Skip Lists: Simplicity Meets Efficiency

Introduction

Most data structures require trade-offs. Arrays offer fast access but slow insertions. Linked lists make insertions easy but searching is slow. Binary search trees provide balanced performance, but implementing them correctly is notoriously tricky.

Enter skip lists—a data structure that achieves the best of multiple worlds. With expected O(log n) time complexity for search, insert, and delete operations, skip lists rival balanced trees while being significantly simpler to implement. Their elegance and efficiency have made them favorites in practice, with Redis using them for ordered sets.

This article explores skip lists, explaining how they work, why they’re efficient, and when you might choose them over alternatives.

The Problem with Linked Lists

Imagine you’re searching for an item in a sorted linked list. Even though the data is sorted, you have no choice but to scan from the beginning, checking each node until you find your target. This gives O(n) search time—slow for large lists.

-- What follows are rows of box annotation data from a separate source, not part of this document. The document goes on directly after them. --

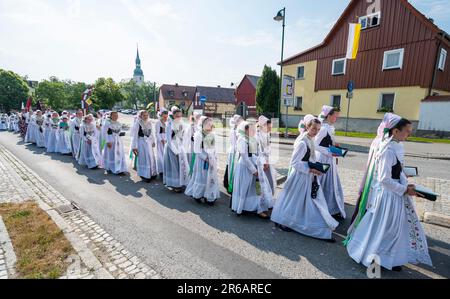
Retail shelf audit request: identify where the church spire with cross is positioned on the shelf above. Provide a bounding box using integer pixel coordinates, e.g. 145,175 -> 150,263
133,46 -> 144,84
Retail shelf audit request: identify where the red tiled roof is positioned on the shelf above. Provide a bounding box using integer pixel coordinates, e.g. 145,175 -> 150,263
422,95 -> 450,102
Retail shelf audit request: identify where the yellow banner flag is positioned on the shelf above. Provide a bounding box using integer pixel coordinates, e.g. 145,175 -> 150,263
346,23 -> 361,59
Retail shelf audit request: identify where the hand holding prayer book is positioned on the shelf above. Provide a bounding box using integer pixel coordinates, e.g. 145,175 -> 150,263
403,166 -> 419,178
329,146 -> 348,158
308,162 -> 331,174
416,185 -> 439,201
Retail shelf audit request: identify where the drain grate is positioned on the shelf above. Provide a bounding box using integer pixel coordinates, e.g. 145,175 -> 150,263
56,202 -> 80,214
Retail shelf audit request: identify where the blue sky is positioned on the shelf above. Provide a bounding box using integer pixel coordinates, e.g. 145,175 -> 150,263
0,0 -> 450,86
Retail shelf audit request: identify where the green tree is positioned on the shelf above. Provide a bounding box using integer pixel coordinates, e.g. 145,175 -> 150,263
0,69 -> 29,112
92,78 -> 124,110
36,77 -> 69,111
256,65 -> 280,117
64,80 -> 87,109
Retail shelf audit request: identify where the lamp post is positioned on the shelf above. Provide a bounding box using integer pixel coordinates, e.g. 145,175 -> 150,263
273,7 -> 287,127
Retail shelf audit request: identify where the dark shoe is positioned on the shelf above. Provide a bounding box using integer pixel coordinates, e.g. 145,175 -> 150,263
324,238 -> 336,244
280,225 -> 293,233
333,214 -> 345,221
258,213 -> 270,220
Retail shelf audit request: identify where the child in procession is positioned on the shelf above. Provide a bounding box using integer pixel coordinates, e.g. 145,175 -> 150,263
347,114 -> 432,272
131,110 -> 158,182
46,112 -> 59,153
315,106 -> 346,220
257,115 -> 277,195
185,116 -> 220,206
103,112 -> 128,175
70,110 -> 84,161
78,114 -> 102,169
34,110 -> 45,148
231,121 -> 273,219
272,115 -> 339,243
224,114 -> 244,195
163,107 -> 189,193
56,114 -> 72,155
155,108 -> 169,177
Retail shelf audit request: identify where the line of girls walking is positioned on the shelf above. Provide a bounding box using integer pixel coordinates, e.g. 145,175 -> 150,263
11,106 -> 431,271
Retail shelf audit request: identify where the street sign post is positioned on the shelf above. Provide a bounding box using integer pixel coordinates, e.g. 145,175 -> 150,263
283,75 -> 295,138
345,81 -> 355,136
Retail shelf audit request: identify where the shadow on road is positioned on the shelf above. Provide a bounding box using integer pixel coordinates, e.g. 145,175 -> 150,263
17,142 -> 450,279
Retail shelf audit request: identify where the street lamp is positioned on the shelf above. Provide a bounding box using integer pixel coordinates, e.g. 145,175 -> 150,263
273,7 -> 287,131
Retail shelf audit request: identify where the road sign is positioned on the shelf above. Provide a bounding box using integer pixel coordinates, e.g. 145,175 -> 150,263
283,75 -> 295,100
347,81 -> 355,93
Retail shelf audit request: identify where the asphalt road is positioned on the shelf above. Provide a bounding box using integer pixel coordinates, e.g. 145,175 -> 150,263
0,132 -> 450,278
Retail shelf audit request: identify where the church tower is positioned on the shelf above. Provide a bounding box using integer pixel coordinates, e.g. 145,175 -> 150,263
133,48 -> 144,85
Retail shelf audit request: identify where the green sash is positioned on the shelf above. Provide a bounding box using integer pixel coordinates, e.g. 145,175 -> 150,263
189,153 -> 197,176
228,153 -> 236,194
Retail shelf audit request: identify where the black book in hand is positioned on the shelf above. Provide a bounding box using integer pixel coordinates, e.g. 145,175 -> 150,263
416,185 -> 439,201
308,162 -> 331,174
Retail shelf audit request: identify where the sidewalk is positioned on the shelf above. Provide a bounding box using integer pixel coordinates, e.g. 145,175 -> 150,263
217,128 -> 450,160
0,145 -> 161,279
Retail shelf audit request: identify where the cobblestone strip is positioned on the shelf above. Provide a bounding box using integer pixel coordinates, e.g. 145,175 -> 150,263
0,146 -> 163,279
0,216 -> 17,279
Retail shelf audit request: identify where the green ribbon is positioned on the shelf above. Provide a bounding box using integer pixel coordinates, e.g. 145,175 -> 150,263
343,153 -> 375,246
228,154 -> 236,194
189,153 -> 197,176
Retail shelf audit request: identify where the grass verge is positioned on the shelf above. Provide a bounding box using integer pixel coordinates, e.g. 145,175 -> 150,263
0,202 -> 75,279
278,128 -> 450,144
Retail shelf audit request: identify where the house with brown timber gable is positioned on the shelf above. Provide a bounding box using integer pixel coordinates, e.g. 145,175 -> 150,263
281,0 -> 450,132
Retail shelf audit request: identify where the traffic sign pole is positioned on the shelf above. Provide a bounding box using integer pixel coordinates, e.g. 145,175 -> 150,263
345,81 -> 354,136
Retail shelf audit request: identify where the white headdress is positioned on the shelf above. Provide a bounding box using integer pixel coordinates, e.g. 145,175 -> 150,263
319,105 -> 334,121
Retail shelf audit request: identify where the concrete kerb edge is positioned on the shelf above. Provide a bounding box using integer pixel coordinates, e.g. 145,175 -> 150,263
37,199 -> 114,279
0,216 -> 17,278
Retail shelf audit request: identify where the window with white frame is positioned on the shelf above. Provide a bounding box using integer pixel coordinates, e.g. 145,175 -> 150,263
297,66 -> 305,80
383,49 -> 405,70
359,12 -> 381,30
378,93 -> 395,112
330,95 -> 342,110
331,58 -> 347,76
439,49 -> 447,71
294,97 -> 303,110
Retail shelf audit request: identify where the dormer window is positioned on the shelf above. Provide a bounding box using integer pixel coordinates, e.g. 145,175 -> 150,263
359,12 -> 381,30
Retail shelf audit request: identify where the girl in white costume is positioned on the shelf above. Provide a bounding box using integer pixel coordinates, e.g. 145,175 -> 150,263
257,116 -> 277,195
34,110 -> 45,148
185,116 -> 220,206
46,112 -> 59,153
70,110 -> 83,161
155,108 -> 169,176
0,113 -> 8,131
231,121 -> 273,219
347,114 -> 432,271
43,112 -> 52,147
56,114 -> 72,155
25,111 -> 36,143
131,110 -> 158,182
224,115 -> 244,194
315,106 -> 346,220
103,112 -> 128,175
272,115 -> 339,242
163,107 -> 189,193
78,114 -> 102,169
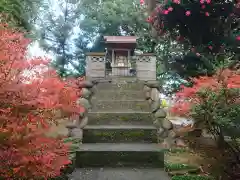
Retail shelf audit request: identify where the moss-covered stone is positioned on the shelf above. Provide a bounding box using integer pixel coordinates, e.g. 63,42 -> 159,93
83,129 -> 157,143
88,112 -> 153,125
92,100 -> 150,112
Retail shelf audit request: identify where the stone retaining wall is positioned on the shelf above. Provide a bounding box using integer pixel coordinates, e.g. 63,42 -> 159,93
143,81 -> 184,148
66,81 -> 96,141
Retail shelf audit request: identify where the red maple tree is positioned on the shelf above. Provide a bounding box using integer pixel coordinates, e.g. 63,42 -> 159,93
171,69 -> 240,117
0,24 -> 84,179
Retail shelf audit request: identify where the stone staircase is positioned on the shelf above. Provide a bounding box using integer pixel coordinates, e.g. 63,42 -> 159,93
72,80 -> 169,180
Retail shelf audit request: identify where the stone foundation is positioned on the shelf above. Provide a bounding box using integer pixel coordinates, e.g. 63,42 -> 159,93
66,81 -> 96,141
143,81 -> 183,148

What if you could create “express lanes” that let you skip over large portions of the list? That’s exactly what skip lists do.

How Skip Lists Work

A skip list is a layered linked list where:

The bottom layer contains all elements in sorted order
Each higher layer acts as an “express lane,” containing a subset of elements from below
Elements in higher layers are chosen randomly (typically with 50% probability)
Searching starts from the highest layer and descends progressively

Think of it like a highway system. To travel from city A to city Z, you could take the local road through every town, or you could take highways that bypass many towns. Skip lists create multiple “highways” through the data.

Searching in a Skip List

Searching for a target value follows these steps:

Start at the highest level of the list
Move forward as long as the next node’s value is less than the target
When you can’t move forward, descend one level
Repeat until you reach the bottom level
Check if the current node matches the target

This process lets you skip vast portions of the data. At each level, you’re essentially making a binary search among the elements at that level. With roughly log₂(n) levels and O(1) movement per level, search takes O(log n) expected time.

Insertion: Building the Express Lanes

Insertion is where the magic happens. When you insert a new element:

Find where it should go in the bottom layer (standard linked list insertion)
Randomly determine how many “express lanes” it should appear in
Insert it into those corresponding higher layers

The random selection uses a geometric distribution—each level has a 50% chance of including the new element, assuming a 1/2 probability. This ensures that roughly half the elements appear in level 1, a quarter in level 2, an eighth in level 3, and so on.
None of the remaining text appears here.